What a pleasure to see a new edition of this Canadian classic! Having spent most of her adult life in a loveless marriage, Eve realizes that she can, conceivably, live on her own without her husband's support. Her husband, enjoying arthritic ill health, treats her as though she were a maid. After forty years Eve has had enough, so one morning at 9:30 she simply sets down the breakfast tray she is carrying, packs a small bag and leaves.

The life Eve builds for herself after she has left her husband is full of difficulties, mental as much as physical. Through Eve's eyes the reader sees how difficult it is even to look respectable on a limited income. Eve is someone we've seen on the street, at a bus stop, or picking over the wilted vegetables at the supermarket. The quality that makes Eve so attractive is her spirit. Occasionally, she is down but she's never out. Like Margaret Laurence's Hagar she is her own person despite the poor hand fate has dealt.
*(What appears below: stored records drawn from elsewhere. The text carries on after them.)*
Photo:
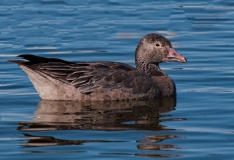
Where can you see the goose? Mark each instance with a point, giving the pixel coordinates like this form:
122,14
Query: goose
57,79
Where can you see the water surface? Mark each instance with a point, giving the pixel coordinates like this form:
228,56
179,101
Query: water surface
196,124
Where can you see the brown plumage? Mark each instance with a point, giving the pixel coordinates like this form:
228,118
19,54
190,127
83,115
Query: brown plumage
57,79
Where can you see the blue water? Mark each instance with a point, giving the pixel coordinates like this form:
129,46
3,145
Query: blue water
198,124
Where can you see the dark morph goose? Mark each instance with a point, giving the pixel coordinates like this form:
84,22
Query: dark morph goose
56,79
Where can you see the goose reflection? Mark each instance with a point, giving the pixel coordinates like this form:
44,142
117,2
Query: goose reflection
108,116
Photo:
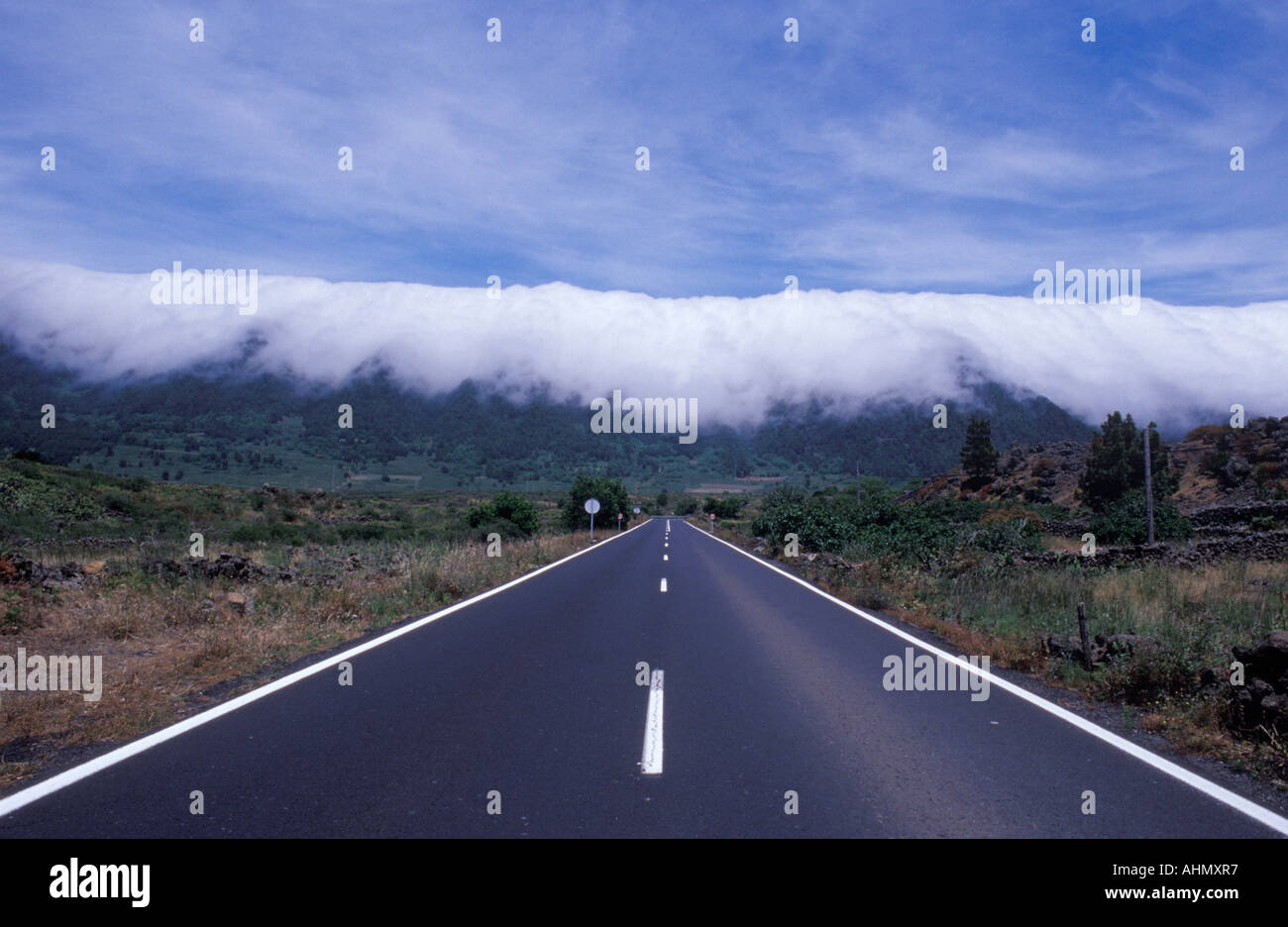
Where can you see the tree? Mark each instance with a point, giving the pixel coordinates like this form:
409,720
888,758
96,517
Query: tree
509,514
1116,463
978,455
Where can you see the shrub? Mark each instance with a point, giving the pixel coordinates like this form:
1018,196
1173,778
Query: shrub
1124,522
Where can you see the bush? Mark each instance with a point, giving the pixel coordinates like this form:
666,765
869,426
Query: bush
1124,522
722,507
507,514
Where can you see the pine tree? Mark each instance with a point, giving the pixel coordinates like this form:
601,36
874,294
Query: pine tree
978,455
1116,463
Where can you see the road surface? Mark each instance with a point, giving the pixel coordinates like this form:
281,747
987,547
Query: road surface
522,713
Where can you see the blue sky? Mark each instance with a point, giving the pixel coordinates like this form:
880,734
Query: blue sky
767,157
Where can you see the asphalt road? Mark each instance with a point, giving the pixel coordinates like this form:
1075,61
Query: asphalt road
527,703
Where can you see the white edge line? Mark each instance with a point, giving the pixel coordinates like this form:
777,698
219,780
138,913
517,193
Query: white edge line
651,764
1225,796
98,764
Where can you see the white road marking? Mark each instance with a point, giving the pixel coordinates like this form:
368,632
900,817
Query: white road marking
1210,788
98,764
652,761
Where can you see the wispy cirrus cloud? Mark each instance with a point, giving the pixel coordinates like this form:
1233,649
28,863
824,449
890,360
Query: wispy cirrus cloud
768,157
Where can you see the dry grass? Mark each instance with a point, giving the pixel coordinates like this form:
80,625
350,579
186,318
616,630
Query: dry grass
163,645
1196,614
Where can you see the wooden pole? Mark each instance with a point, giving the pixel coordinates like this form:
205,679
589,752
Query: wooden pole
1149,487
1082,634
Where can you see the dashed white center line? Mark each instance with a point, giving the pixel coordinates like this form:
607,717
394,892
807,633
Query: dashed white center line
652,761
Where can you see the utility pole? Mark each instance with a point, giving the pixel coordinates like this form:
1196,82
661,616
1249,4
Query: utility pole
1149,487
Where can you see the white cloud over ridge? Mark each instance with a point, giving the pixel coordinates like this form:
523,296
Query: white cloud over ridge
734,356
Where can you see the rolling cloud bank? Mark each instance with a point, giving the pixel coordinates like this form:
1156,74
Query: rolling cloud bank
734,356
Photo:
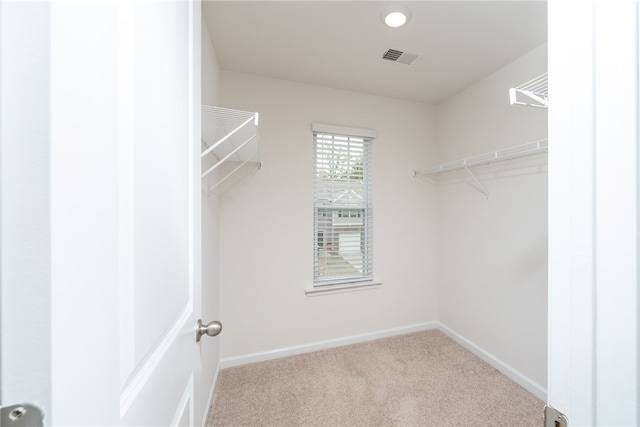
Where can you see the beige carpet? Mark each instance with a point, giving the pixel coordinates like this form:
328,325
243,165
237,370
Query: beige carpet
419,379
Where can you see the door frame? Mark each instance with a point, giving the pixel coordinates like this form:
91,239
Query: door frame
593,211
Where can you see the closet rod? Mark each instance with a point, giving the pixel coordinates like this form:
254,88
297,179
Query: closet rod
229,135
510,153
228,156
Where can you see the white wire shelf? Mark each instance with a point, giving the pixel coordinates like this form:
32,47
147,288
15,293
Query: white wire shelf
228,137
515,152
533,93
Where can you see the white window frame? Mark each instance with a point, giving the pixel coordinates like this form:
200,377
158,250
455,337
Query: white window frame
362,203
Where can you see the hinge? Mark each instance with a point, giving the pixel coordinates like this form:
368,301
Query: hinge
554,418
23,415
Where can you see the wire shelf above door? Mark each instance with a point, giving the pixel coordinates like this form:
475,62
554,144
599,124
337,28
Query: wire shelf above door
533,93
229,142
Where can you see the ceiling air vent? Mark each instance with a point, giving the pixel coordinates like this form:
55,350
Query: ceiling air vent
400,56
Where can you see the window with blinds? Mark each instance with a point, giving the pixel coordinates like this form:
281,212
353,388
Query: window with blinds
342,208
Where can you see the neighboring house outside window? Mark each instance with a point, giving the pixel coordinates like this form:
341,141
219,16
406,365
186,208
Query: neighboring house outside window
342,205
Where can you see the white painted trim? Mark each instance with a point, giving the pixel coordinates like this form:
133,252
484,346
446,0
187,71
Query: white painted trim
209,401
323,345
516,376
344,130
528,384
343,287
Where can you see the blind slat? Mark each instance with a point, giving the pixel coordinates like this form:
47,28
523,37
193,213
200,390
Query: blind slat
342,208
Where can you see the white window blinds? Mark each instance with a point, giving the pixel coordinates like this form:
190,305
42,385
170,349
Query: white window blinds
342,208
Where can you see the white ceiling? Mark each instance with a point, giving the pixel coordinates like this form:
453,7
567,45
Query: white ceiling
340,44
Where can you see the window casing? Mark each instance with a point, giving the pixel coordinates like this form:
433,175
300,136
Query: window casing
342,208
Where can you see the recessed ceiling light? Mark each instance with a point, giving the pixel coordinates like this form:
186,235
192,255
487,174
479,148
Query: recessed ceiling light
396,16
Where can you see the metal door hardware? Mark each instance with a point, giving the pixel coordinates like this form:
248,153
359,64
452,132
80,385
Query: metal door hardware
212,329
23,415
554,418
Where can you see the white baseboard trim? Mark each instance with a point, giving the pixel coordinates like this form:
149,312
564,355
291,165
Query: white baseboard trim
323,345
210,399
516,376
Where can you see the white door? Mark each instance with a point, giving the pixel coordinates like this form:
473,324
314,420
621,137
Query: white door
119,198
594,117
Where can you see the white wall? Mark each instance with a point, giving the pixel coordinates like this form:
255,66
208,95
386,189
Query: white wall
266,220
209,347
493,252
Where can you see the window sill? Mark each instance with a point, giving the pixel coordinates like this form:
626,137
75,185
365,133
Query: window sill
341,288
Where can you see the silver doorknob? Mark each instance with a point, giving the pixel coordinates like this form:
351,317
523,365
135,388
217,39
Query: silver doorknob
212,329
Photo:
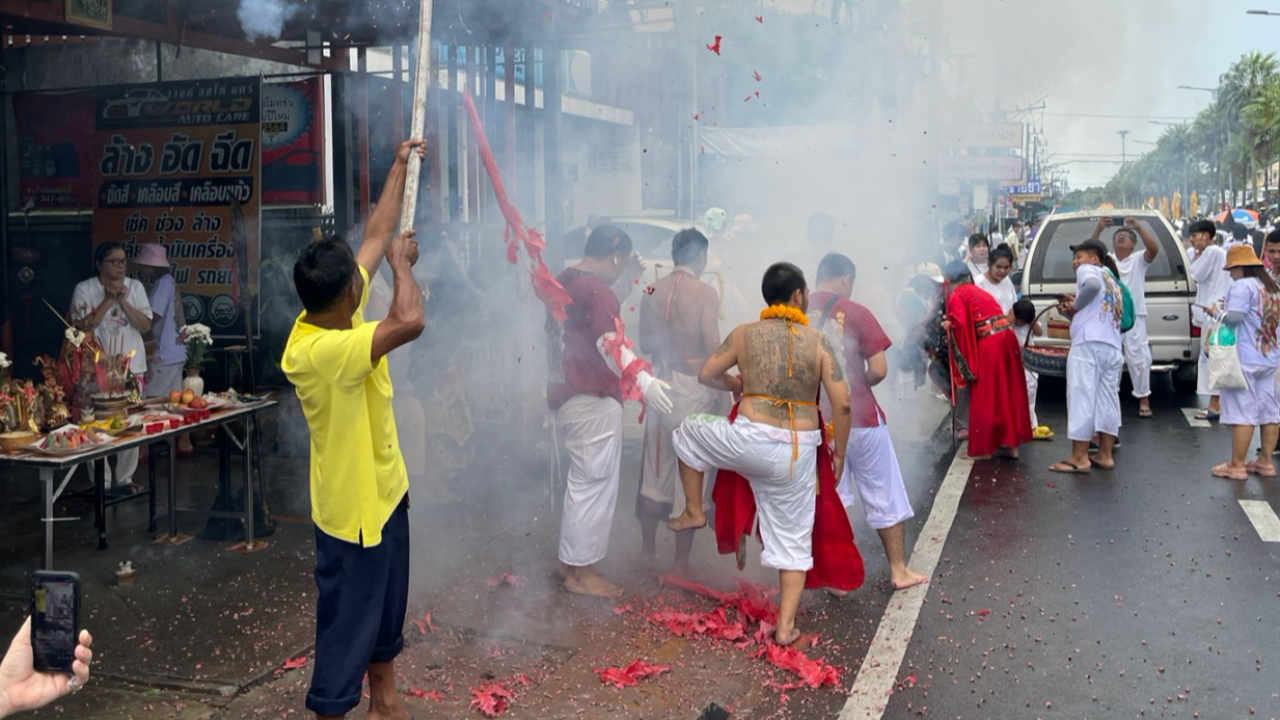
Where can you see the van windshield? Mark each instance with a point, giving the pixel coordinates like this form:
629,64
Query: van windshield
1052,261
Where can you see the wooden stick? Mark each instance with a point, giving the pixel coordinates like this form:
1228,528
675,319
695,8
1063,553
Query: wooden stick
417,127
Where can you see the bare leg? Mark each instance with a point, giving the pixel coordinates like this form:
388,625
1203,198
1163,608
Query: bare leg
684,546
1105,459
650,513
895,548
584,580
384,701
693,516
1240,438
792,586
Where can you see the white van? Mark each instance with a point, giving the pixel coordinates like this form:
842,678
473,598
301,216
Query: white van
1170,288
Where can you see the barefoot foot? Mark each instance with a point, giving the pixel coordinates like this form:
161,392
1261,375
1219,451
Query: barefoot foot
593,586
908,579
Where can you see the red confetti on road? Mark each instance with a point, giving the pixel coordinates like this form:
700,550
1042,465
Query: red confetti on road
490,700
631,674
814,673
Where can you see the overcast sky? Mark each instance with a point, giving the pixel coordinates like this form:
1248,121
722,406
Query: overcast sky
1105,58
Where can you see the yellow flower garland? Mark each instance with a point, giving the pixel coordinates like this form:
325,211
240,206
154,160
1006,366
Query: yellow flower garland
785,313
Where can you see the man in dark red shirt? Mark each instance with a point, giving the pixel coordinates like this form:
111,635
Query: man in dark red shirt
871,463
592,372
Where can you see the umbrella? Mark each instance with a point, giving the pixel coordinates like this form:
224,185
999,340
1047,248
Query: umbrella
1247,218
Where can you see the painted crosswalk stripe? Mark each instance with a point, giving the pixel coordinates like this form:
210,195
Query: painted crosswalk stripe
1193,420
1264,519
876,678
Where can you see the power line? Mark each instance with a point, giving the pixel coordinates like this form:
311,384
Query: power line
1123,117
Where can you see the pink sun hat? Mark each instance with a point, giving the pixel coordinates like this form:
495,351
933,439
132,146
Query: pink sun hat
151,255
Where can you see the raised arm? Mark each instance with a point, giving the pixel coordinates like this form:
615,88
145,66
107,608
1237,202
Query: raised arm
382,222
1148,241
837,392
406,319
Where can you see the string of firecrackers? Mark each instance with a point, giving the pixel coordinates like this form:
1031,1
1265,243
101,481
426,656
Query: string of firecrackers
516,233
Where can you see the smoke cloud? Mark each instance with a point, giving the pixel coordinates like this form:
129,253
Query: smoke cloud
264,18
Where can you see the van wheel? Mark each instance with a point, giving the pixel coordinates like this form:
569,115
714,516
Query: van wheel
1184,379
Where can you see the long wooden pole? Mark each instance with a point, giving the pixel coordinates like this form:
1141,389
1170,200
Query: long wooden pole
421,83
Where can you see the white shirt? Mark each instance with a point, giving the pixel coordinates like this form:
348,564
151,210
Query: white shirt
1004,291
1133,274
1211,282
1100,319
115,332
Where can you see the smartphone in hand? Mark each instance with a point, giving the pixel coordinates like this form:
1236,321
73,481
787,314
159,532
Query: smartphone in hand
55,601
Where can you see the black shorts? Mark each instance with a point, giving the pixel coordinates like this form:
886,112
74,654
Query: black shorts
360,615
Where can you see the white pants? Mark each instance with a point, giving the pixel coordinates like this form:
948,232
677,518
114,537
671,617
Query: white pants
659,472
871,465
1137,356
785,490
593,436
1255,405
1032,388
1093,390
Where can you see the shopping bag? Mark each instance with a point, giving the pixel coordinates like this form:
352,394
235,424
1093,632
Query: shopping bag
1224,361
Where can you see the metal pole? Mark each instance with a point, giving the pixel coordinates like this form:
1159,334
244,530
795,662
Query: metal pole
417,127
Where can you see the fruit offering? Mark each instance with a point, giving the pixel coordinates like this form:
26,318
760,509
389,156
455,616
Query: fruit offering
68,440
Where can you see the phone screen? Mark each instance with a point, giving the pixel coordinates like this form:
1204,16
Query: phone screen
54,620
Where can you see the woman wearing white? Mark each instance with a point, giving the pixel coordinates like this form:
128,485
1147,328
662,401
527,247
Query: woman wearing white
117,310
1253,311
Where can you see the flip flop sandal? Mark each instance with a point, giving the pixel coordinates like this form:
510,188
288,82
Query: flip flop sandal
1229,474
1074,469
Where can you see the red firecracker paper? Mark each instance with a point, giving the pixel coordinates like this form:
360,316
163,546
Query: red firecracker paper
814,673
490,700
545,286
631,674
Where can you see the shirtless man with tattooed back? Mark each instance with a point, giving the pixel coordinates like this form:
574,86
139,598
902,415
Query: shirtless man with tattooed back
773,443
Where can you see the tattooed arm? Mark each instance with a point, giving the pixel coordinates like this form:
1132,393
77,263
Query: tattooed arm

Constance Beresford-Howe's writing style is simple and so easy to read that one could forget how difficult it is to make such a style work. Painlessly, she draws the reader in so that, without realizing it, we understand what it is like to live in Eve's Montreal neighbourhood as the grey-white winter melts into spring.

This book is highly recommended for adult leisure reading as well as for secondary school libraries. If you don't already have it, buy it.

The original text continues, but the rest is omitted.